First Financial Reaches Agreement with Regulators
- Sep 29, 2010
First Financial Northwest Inc. has entered into a formal agreement with the Federal Deposit Insurance Corp. and the Washington Department of Financial Institutions with regard to improving its financial status.
The real estate lender agreed to maintain or exceed regulatory capital levels at 10 percent tier one leverage ratio and 12 percent total risk-based ratio, which it already exceeds thanks to its board of directors’ Sept. 15 directive that a portion of the company’s capital be contributed to the bank. It must also take measures to better handle loan loss allowance determination, problem loan charge-off and reduction, lending and collection policies, reducing loan concentrations, liquidity management and increasing board oversight. It must also get regulatory approval before cash dividends are paid or any senior executive officers or directors appointed.

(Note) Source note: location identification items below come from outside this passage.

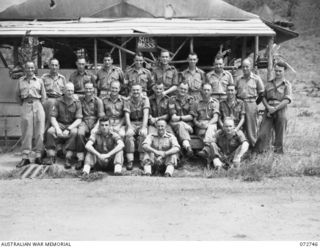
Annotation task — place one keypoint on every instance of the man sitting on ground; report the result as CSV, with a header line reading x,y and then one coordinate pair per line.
x,y
136,110
159,104
206,114
232,107
104,147
161,151
228,146
66,116
180,109
92,110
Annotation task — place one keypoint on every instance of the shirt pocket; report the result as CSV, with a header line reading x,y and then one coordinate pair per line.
x,y
72,109
24,91
48,85
169,77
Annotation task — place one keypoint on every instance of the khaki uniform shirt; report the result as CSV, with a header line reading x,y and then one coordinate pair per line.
x,y
234,110
79,80
106,77
54,86
181,106
141,76
136,109
114,108
193,79
159,108
30,88
168,76
219,83
229,145
164,143
66,113
249,87
92,108
279,91
104,143
205,110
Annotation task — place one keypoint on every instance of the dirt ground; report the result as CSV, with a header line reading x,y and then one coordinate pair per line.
x,y
140,208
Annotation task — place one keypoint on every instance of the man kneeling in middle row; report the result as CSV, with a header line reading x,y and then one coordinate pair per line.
x,y
104,146
161,151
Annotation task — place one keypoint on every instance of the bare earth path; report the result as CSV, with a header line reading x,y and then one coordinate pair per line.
x,y
139,208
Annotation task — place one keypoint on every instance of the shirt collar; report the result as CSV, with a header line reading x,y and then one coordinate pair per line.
x,y
196,69
84,73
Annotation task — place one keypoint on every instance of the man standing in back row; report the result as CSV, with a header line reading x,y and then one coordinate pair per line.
x,y
108,74
166,74
31,94
278,95
250,89
81,76
54,84
193,76
219,79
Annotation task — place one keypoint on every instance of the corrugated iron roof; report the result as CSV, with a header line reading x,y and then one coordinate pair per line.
x,y
74,9
98,27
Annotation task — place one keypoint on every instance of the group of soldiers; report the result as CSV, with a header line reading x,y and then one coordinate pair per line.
x,y
103,119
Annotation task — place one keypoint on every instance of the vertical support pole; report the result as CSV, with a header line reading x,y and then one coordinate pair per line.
x,y
39,57
244,48
123,56
256,51
171,44
15,53
270,58
95,54
191,45
6,133
120,59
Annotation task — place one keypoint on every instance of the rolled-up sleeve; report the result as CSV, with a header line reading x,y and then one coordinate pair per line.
x,y
78,110
288,92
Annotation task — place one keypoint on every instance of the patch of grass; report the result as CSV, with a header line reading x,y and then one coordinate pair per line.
x,y
92,177
311,171
9,175
305,113
257,167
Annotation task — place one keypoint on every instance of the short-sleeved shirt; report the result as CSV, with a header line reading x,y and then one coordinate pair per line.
x,y
279,91
205,110
31,88
106,76
235,110
80,79
92,108
164,143
249,87
66,113
104,143
139,76
159,107
114,108
135,109
181,106
229,144
220,82
54,84
194,79
168,76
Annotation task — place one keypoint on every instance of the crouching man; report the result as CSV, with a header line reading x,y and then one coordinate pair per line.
x,y
228,146
105,148
161,151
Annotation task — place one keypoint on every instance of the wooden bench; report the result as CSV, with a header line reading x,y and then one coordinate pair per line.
x,y
196,142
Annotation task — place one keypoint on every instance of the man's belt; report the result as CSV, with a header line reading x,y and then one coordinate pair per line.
x,y
30,100
53,95
273,102
250,99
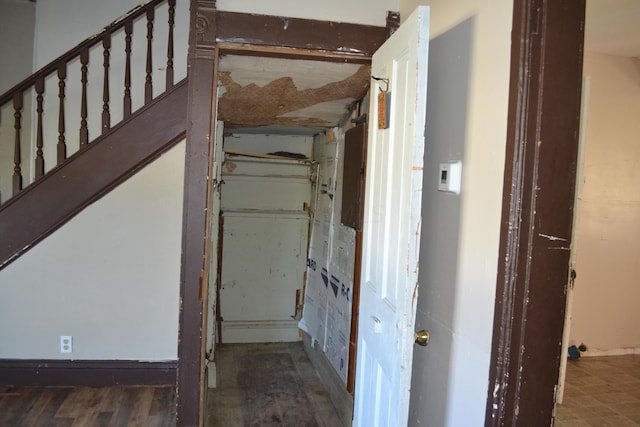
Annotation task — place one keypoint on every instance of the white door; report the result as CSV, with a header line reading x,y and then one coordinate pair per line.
x,y
391,235
213,256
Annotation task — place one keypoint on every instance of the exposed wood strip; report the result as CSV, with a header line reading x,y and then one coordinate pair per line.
x,y
262,30
291,53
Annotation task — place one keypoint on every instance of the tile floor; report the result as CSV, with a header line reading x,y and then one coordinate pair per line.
x,y
601,391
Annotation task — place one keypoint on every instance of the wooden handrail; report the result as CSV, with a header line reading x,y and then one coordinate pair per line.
x,y
75,52
35,85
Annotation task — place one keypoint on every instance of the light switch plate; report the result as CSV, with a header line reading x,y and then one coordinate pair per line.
x,y
450,177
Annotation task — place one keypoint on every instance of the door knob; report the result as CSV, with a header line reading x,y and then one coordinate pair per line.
x,y
421,337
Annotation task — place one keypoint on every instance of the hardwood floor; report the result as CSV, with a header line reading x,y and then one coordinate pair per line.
x,y
259,385
270,384
86,406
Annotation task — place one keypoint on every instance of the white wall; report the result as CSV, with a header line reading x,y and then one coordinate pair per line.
x,y
459,249
110,277
88,18
607,247
370,12
17,23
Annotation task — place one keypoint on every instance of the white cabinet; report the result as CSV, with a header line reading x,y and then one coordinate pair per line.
x,y
264,247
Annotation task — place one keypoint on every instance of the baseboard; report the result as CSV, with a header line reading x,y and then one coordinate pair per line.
x,y
337,389
596,352
86,373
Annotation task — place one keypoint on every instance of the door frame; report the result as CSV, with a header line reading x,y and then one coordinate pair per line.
x,y
537,214
541,41
211,34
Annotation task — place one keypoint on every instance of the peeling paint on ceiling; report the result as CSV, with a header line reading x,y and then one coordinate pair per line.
x,y
258,91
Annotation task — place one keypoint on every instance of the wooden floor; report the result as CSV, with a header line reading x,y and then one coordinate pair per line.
x,y
270,384
85,406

According to First Financial president and CEO Victor Karpiak, the bank still continues to contend with challenges including the economic downturn and the steep value decline in its residential real estate collateral. However, he claimed that it has made significant progress on the issues at hand, primarily new management and restructuring of the lending and credit administration department.
When First Financial reported its second-quarter results, the financials included provision for loan losses of $26 million, loan charge-offs of $32.7 million, a $29.3 million decrease in nonperforming assets from the previous quarter to total $137.1 million, and a $9.5 million increase in deposits from the previous quarter while the cost of funds decreased 16 basis points. Additionally, Karpiak said that 30-89 day delinquent loans decreased 29 percent to $8.8 million from $12.4 million the previous quarter. If those figures are representative of the bank’s efforts to bolster their financial performance, they may yet have hope of complying with the feds’ orders.